Heating elements can put a pretty good load on them.
Might want to check the wiring back to the box anyway.


----------



## cnydave (Aug 16, 2012)

Thanks L1000 , 
I knew breakers went bad but did not know they weakened. Will try to grab a breaker on the way home, then if it still pops, i will return it tomorrow. At least it will narrow things down and its a quick thing to check


----------



## wowzer (Dec 28, 2009)

Is this something that just started happening?

Have you checked what the tub calls for as far as wire gauge and breaker...assuming this is a breaker in the main panel not a GFCI recepticle.

Is it the only thing on that circuit, as it should be?


----------



## cnydave (Aug 16, 2012)

tub has been running great for 5 years, wire is proper size, and its the only thing on its circuit, started to trip one morning and wouldnt hold unless i disconnected heater, replaced the heater and it held untill sometime in the night, coing to try replacing the gfci and if that fails, might be time for tub repair, oh the other thing is that my plumbing skills are pathetic, so b4 i repl the breaker when i get home, going to access the electronics and see if when i replaced the heater tube if it is spraying anything. 
Thanks all for your input and if u have any other ideas i will be looking for them, as will i let u know how this resolves.


----------



## wowzer (Dec 28, 2009)

Should be able to see if your heater tube connection is leaking easily.

Could also be the circuit/electronics board has pooped out.


----------



## Koot (Nov 25, 2007)

wowzer said:


> Should be able to see if your heater tube connection is leaking easily.
> 
> Could also be the circuit/electronics board has pooped out.


Ummm, using the phrase "pooped out" when talking about a spa just doesn't sound right...


----------



## Drabdr (Nov 26, 2007)

Koot said:


> Ummm, using the phrase "pooped out" when talking about a spa just doesn't sound right...


----------



## Drabdr (Nov 26, 2007)

With the power turned off, what is the resistance of your ground (do post if you are unsure how to check that)?

It sounds to me that the FGCI is picking up a ground fault condition, and thus is tripping.

Again with power off, do you have any resistance between the conductors returning from the heating elements and the ground?

*NOTE: Your ground fault for your spa is NOT something to take lightly.

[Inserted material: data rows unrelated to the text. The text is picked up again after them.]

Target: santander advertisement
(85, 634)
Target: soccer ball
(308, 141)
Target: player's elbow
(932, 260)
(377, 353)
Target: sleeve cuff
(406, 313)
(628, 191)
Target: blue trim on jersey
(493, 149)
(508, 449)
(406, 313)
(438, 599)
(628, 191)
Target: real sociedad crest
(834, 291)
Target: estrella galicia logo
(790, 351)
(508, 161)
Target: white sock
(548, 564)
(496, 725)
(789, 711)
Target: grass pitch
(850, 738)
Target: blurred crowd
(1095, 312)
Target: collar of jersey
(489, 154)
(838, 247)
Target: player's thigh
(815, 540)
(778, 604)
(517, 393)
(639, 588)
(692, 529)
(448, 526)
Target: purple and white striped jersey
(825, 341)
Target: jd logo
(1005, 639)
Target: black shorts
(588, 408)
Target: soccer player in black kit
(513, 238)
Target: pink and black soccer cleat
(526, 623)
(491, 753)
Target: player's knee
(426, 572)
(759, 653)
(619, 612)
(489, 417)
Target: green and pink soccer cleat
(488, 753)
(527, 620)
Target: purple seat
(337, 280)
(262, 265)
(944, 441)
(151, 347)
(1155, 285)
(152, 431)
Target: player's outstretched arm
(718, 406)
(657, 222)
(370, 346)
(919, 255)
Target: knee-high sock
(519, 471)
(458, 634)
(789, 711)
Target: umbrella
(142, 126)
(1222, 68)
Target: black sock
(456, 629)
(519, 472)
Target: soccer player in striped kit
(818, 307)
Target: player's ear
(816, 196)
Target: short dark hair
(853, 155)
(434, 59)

It is absolutely MANDATORY for pools and hot tubs.

Please... if this is not an easy fix, please call a licensed electrician in your area. *

Having said that, , please post back what additional troubleshooting you have done, and that you feel comfortable with.


----------



## Drabdr (Nov 26, 2007)

cnydave, I'm going to close this thread. So you know, I'm a licensed Master Electrician (Texas). I love helping people here and anywhere. If you were close, I'd come and help you at no charge (well... maybe a burger  ). I have discussed this thread with some of the other moderators, to assure that I take the best approach. 

Honestly, the risk/ exposure of servicing power supply to a pool/ spa is simply too risky to be asking on a forum. Changing out a light in the ceiling is completely different than working on supplies to submersed water tanks. I really do recommend you calling out an electrician, where they can verify your bonding jumpers, grounds, and such. It would be a good time to buy a fan or light you have wanted changed out; and get them to do that also.


----------